L'Empire des sens fit rapidement scandale en raisons de séquences de sexe non simulées face à la caméra. Interdit dans de nombreux pays et traîné dans la boue dans d'autres, il est l'un de ces grands représentants du film problématique ayant profondément divisé le public. Le cinéaste se verra même emmené en justice et devra se démener durant trois années pour faire valoir que son film n'est pas obscène. Pour lui, l'obscénité vient avant tout du regard et du rapport moral que nous portons sur les choses. Dès lors, si l'on s'accorde à cette déclaration, L'Empire des sens en dévoilerait beaucoup sur les individus le visionnant, ce qui rappelle paradoxalement que la réception d'une oeuvre est avant tout subjective.
Le métrage réussit à voguer entre les attaques de la censure et il put éviter le classement X : il ne fut "que" classé dans une interdiction aux moins de 18 ans.
Il semble évident que l'oeuvre d'Ôshima est destinée à diviser, moi-même je me retrouve encore fort partagé devant ce qui nous est dévoilé. Le film est une réussite esthétique et artistique, il s'agit au moins d'une évidence le concernant. Le travail des couleurs et leur découpage au sein du cadre offrent des plans assez mémorables. Le rouge sera central au récit, annonçant le sang et la terrible séquence finale. Les lumières, décors et costumes subliment l'image et offrent une vision très intéressante, surtout pour un regard d'européen.
L'oeuvre va, en revanche, offrir ces redoutées séquences de sexe non simulées qui semblent, à mon sens, bloquées entre la volonté de choquer une audience et celle d'aller le plus loin possible dans l'expression de l'amour menant à la souffrance. Le personnage de Sada Abe, ne supportant pas que Kichizo ne la considère pas comme son unique amour, finira par l'émasculer afin de symboliquement prendre possession de lui, de son amour et de sa sexualité. Cet acte, aussi fou puisse-t-il paraître, semble presque libérateur pour cette femme, comme un moyen de s'affirmer.

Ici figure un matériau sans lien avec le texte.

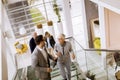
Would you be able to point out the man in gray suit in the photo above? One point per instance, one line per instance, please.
(40, 60)
(63, 50)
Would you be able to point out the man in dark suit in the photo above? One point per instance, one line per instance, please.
(49, 40)
(40, 60)
(32, 43)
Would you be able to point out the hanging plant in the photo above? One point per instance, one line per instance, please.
(39, 26)
(50, 23)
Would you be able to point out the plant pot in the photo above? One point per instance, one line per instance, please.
(60, 27)
(51, 30)
(50, 23)
(39, 26)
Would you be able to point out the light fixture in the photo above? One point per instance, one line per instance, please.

Le plaisir et le désir féminin semblent être des éléments centraux dans l'oeuvre d'Ôshima. La recherche de l'amour et de l'orgasme physique sont des concepts que Sada Abe recherche, c'est alors comme un moyen de s'émanciper, de se révolter contre le bourgeois et son égoïsme machiste. J'ai en général beaucoup de mal quand un cinéaste décide de choquer pour le simple principe de provoquer, mais j'avoue que cette séquence ne m'a pas posé problème (du moins dans la façon dont elle est filmée, comprenons bien qu'elle n'est en rien facile à regarder). Peut-être est-ce simplement la façon dont les éléments s'agencent jusqu'à cet instant, ou simplement l'époque et la prise de risque. Si je devais comparer cela à un opposé, je citerais Antichrist de Lars Von Trier, auquel je ne pardonne toujours pas une certaine scène précise (ceux l'ayant vu comprendront de quoi je parle).

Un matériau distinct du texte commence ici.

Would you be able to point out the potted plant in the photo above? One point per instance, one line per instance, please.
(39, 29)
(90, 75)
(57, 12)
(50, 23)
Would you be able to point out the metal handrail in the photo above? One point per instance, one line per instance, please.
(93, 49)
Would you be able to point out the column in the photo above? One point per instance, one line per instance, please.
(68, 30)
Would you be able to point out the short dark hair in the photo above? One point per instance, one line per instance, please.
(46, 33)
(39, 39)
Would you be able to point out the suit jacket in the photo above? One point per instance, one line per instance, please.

L'Empire des sens pose plusieurs questions au spectateur une fois le visionnage terminé, il en ressort une oeuvre assez compliquée à résoudre et à comprendre, tant elle semble en dehors de beaucoup de standards et de tabous établis. Ai-je aimé L'Empire des sens? Je pense oui, bien qu'il ne s'agisse pas d'une oeuvre que je voudrais revoir. Celle-ci possède une aura fascinante qui, comme le dit le cinéaste, ne laisse pas indifférent et travaille sur notre perception des concepts exposés à travers nous-mêmes. Il est parfaitement compréhensible que le film puisse avoir été qualifié de pornographique, malgré sa réussite artistique et l'aspect tragique émanant du long-métrage. Il s'agit d'une oeuvre que je ne conseille pas à tout le monde, mais qui vous laissera un souvenir indélébile tant l'objet est unique en son genre et fascinant.